The Death and Life of a Legendary Journalist

It's one of the worst cliches but here goes: they don't make 'em like that anymore.

Sydney Schanberg, one of the all-time great journalists, passed away this weekend and the perilous craft of investigative journalism has lost yet another of its finest.

He's probably best known for his courageous war zone reporting from Cambodia during the fall of Phnom Penh in 1975 and his chronicling of the savage genocide by Pol Pot and the Khmer Rouge. He won a prestigious Pulitzer for that but more importantly he showed the world another side of himself through his close relationship with his interpreter, Dith Pran.

Schanberg and Pran saved each other's lives during this period and forged a bond that was later chronicled in Schanberg's best-selling book, "The Death and Life of Dith Pran."

That book made it to the big screen ("The Killing Fields") and the relationship between Schanberg and Dith, played by Sam Waterston and Dr. Haing S. Ngor, was witnessed by millions who learned of this brutal episode in history through their dramatic tale of friendship and survival.

Schanberg was a prickly, hard-bitten journalist who didn't suffer fools. After his return from Cambodia, he was on the fast track at The New York Times: first as Metropolitan Editor and then as an Op-Ed columnist on The Times vaunted opinion page twice a week, covering metro matters. A column in The Times is generally akin to an appointment to the Supreme Court -- you either retire or die in that post.

But Sydney Schanberg wasn't your typical columnist and he wasn't your typical Timesman. He always spoke truth to power, going after rapacious developers like Donald Trump and Harry Macklowe, and shining a light on other miscreants in Gotham.

His unrelenting criticism of The Times coverage of Westway, a controversial waterfront road project that will forever be linked to Donald Trump, ultimately led to his journalistic demise. He was unceremoniously dumped from the Times op-Ed page and he became a media wanderer for the next few decades.

I got to know Schanberg in 1985 at The Times when I interviewed to be his assistant. We had a candid conversation, he seemed to like me and I walked out feeling good about my prospects. And then a phone call from him came two days later: "You were great, but I'm a sexist and I like to have female assistants so I'm not going to hire you," were the disarmingly candid words he uttered. "But I'd like you to freelance for me and do research for some of my investigative columns, ok?"

Sure, I replied, and we vowed to get together in a few weeks to discuss this potential gig.

It never happened, however, because just a few weeks later his column was discontinued and he was off to another newspaper, New York Newsday.

Fast forward 15 years later and I was the publisher and co-owner of a group of weekly newspapers in Manhattan. I had an idea to start a political weekly newspaper, titled "City Hall," and I was looking for a high-profile editor. I called Sydney Schanberg. He was available and he liked my idea.
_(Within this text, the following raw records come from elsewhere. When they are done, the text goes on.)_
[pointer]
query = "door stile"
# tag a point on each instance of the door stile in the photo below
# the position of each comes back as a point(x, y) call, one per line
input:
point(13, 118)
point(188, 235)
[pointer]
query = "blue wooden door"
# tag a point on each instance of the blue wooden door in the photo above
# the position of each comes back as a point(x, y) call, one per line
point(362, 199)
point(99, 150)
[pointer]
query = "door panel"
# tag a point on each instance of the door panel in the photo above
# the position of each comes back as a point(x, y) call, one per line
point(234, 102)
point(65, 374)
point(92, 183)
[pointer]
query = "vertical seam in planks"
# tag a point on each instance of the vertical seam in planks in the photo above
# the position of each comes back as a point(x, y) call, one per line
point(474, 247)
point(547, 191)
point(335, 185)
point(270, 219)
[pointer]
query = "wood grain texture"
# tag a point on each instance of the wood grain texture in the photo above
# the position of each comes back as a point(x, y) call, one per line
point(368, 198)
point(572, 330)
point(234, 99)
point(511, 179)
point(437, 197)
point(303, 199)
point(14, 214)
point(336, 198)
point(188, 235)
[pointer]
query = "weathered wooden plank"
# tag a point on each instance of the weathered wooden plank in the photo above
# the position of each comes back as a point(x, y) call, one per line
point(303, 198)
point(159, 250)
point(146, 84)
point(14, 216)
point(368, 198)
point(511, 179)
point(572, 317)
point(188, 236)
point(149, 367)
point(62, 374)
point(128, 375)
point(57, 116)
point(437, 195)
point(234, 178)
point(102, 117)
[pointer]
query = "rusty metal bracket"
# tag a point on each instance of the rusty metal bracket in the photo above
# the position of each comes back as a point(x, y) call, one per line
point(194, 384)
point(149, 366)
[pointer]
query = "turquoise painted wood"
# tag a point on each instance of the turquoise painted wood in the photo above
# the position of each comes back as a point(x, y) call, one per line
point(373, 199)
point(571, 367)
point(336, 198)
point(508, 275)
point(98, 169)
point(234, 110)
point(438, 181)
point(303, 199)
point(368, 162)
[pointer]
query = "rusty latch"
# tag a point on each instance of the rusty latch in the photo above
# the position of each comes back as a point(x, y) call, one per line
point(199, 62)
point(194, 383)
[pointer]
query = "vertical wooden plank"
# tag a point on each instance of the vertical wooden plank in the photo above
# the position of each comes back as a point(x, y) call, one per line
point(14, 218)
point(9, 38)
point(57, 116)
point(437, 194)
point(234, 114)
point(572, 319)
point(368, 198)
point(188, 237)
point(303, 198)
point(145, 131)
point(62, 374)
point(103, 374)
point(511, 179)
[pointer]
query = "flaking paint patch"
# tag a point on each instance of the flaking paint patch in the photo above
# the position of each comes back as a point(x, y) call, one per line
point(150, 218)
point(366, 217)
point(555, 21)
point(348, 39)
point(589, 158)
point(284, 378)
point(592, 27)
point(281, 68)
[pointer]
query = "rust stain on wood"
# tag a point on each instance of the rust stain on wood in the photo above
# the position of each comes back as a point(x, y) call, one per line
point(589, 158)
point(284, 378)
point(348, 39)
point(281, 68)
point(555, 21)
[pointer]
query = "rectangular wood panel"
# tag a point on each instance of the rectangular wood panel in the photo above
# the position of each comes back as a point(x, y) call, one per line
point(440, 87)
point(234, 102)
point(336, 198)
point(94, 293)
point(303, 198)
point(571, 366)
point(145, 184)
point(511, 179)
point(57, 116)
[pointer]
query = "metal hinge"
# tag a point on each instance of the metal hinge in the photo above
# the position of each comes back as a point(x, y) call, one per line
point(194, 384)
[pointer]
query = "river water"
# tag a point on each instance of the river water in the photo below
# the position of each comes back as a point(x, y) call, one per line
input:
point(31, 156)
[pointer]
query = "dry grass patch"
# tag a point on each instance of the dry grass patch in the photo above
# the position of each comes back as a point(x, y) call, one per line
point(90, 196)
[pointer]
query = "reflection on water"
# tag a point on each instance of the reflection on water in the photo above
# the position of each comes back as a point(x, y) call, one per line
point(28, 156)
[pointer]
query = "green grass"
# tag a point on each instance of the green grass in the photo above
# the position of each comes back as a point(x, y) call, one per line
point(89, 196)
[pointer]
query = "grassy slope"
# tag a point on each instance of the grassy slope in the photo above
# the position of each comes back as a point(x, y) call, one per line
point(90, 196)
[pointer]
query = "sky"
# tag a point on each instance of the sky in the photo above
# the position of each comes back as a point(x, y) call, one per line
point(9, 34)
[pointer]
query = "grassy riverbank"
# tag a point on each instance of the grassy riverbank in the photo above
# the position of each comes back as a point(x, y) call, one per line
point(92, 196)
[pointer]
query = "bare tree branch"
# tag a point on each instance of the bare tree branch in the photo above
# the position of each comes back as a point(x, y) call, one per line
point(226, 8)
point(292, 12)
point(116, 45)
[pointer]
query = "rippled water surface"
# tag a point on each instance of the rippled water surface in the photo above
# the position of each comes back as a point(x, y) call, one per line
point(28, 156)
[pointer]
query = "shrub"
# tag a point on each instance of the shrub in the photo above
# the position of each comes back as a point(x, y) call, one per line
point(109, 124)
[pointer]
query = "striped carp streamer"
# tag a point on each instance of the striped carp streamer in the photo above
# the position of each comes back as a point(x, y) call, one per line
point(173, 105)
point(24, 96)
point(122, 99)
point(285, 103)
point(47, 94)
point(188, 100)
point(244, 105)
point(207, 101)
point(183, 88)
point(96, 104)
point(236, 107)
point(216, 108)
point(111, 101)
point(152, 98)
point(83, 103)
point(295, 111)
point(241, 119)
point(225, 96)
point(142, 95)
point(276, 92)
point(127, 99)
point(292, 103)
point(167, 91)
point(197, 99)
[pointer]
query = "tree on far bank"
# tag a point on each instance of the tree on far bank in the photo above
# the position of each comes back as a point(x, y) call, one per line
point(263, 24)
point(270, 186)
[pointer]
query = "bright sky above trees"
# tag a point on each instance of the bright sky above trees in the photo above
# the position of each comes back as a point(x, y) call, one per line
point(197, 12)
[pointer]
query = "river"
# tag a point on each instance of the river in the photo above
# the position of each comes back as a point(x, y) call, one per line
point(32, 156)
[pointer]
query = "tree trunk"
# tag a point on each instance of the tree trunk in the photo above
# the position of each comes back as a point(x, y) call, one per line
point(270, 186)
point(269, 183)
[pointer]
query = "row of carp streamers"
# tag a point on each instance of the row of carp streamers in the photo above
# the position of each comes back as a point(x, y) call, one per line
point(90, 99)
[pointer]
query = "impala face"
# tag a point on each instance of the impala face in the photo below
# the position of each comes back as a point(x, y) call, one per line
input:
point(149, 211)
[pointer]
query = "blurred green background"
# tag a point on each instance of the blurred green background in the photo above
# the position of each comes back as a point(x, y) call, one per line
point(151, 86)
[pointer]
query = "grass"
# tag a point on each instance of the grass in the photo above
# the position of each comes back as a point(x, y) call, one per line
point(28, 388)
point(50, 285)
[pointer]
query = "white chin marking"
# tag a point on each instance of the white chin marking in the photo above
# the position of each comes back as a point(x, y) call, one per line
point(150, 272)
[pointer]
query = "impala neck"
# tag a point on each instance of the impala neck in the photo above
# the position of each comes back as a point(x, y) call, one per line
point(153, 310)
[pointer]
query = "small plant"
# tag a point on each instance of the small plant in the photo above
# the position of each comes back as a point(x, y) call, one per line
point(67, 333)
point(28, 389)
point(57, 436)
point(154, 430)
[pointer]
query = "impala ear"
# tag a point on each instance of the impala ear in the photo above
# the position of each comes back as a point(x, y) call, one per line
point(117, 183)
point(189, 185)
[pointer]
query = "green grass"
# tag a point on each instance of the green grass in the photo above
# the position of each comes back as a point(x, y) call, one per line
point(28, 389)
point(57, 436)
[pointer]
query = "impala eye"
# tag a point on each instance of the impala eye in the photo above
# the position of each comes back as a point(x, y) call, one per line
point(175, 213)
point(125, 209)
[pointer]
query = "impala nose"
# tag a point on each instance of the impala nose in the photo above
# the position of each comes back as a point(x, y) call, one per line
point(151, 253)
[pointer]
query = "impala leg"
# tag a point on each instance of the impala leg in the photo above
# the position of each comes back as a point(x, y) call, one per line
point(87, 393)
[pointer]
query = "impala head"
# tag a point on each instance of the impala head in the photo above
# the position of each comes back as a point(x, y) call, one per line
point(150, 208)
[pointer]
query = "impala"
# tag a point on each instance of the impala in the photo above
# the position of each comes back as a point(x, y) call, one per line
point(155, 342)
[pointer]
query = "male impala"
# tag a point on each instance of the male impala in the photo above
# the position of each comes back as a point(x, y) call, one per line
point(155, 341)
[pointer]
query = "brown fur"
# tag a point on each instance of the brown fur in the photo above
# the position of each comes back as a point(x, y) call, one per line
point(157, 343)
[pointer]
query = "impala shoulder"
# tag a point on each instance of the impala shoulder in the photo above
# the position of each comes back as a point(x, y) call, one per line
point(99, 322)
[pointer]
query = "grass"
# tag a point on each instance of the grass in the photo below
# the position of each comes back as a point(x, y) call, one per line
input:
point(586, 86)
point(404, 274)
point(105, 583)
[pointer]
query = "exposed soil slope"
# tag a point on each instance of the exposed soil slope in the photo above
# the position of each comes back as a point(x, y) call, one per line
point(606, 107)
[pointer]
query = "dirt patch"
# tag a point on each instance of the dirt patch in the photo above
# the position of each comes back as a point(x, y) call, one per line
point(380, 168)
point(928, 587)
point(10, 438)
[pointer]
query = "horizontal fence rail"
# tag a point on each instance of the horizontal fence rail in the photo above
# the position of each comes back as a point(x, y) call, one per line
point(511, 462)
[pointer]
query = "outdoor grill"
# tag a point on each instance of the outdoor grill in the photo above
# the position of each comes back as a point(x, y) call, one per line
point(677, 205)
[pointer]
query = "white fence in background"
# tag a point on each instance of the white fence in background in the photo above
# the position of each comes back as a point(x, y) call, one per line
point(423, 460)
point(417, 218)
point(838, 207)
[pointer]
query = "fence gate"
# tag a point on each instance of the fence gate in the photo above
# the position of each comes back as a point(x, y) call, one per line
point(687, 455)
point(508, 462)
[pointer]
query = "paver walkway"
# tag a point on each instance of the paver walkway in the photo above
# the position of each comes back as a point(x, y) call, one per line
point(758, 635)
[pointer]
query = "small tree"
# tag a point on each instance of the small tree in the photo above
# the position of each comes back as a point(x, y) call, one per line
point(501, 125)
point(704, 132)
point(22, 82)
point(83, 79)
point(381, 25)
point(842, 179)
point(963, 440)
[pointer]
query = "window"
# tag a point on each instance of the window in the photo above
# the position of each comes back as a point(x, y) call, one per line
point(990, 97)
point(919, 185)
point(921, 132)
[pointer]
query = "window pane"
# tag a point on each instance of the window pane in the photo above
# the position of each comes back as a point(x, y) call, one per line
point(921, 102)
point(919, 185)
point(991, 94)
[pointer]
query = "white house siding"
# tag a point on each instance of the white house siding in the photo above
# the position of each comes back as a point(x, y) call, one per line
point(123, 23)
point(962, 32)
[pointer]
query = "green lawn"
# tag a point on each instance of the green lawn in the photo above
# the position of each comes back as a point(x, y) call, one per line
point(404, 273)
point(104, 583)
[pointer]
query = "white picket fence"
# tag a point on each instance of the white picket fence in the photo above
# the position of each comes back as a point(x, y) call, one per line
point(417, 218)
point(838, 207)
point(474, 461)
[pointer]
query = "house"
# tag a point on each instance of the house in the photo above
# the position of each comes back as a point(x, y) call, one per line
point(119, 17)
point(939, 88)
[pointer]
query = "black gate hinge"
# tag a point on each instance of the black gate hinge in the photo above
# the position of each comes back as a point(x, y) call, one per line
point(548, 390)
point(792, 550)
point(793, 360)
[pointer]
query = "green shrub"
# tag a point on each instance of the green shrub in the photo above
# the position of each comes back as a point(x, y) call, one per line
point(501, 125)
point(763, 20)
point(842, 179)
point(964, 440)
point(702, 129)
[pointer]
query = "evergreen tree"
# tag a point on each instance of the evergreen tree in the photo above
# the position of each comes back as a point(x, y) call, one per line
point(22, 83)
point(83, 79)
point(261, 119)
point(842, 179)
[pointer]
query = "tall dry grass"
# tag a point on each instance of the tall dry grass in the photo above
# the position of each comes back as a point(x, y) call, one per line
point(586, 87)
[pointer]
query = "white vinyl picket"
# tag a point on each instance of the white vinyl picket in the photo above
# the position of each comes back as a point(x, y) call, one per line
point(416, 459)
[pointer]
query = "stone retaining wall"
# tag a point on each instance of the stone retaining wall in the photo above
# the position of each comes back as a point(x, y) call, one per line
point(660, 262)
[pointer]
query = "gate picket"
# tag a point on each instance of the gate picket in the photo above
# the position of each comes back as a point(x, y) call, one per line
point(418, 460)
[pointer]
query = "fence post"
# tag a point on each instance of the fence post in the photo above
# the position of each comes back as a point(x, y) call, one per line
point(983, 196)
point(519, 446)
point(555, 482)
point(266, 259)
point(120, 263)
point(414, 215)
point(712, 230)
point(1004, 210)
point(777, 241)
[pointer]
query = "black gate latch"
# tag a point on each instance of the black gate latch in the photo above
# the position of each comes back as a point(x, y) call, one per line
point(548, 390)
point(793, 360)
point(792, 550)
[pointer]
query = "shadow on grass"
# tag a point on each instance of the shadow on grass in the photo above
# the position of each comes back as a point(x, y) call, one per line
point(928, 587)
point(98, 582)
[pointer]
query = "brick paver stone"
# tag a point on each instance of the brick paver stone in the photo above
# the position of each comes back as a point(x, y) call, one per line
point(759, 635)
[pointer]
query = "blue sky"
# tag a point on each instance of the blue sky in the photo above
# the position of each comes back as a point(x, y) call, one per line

For the next few months we worked closely together on this new newspaper. He was happy to create a hard-hitting publication that would shine a bright light on malfeasance in City government. He mocked up a number of front pages and interior sections in pencil, all with creative ideas and biting sensibility. This was in August of 2001. We planned a launch date of October that year.

But alas, the Twin Towers came tumbling down a few weeks later and it was not a propitious time to launch a newspaper in lower Manhattan, where the air still reeked of 9/11.

Sydney Schanberg gracefully told me that he understood our poor timing and that he was going to move on but to keep in touch if we ever wanted to re-visit the City Hall newspaper idea.

I eventually was able to launch that newspaper in 2006, five years later, incorporating some of Sydney's ideas and zeal for covering government.

And now, as I plan the 10th Anniversary issue and gala for the publication we first conceived in 2001 (now called "City and State"), comes word of Sydney Schanberg's death at 82, of a heart attack.

I hope that his passing can be a lesson to all of us who toil in media that we can give in to the better angels of our nature and be more like Sydney Schanberg. His reporting from Cambodia, his extraordinary friendship with Dith Pran, his tough-nosed columns about New York's rogues gallery of characters, they all added up to an extraordinary career.

When I went to Columbia Journalism School in 1985, just before I met Sydney Schanberg, we were taught that good journalism "comforts the afflicted and afflicts the comfortable."

Sydney Schanberg's life work embodies that motto.

Tom Allon, the president of City & State, was a Liberal Party backed candidate for Mayor in 2012.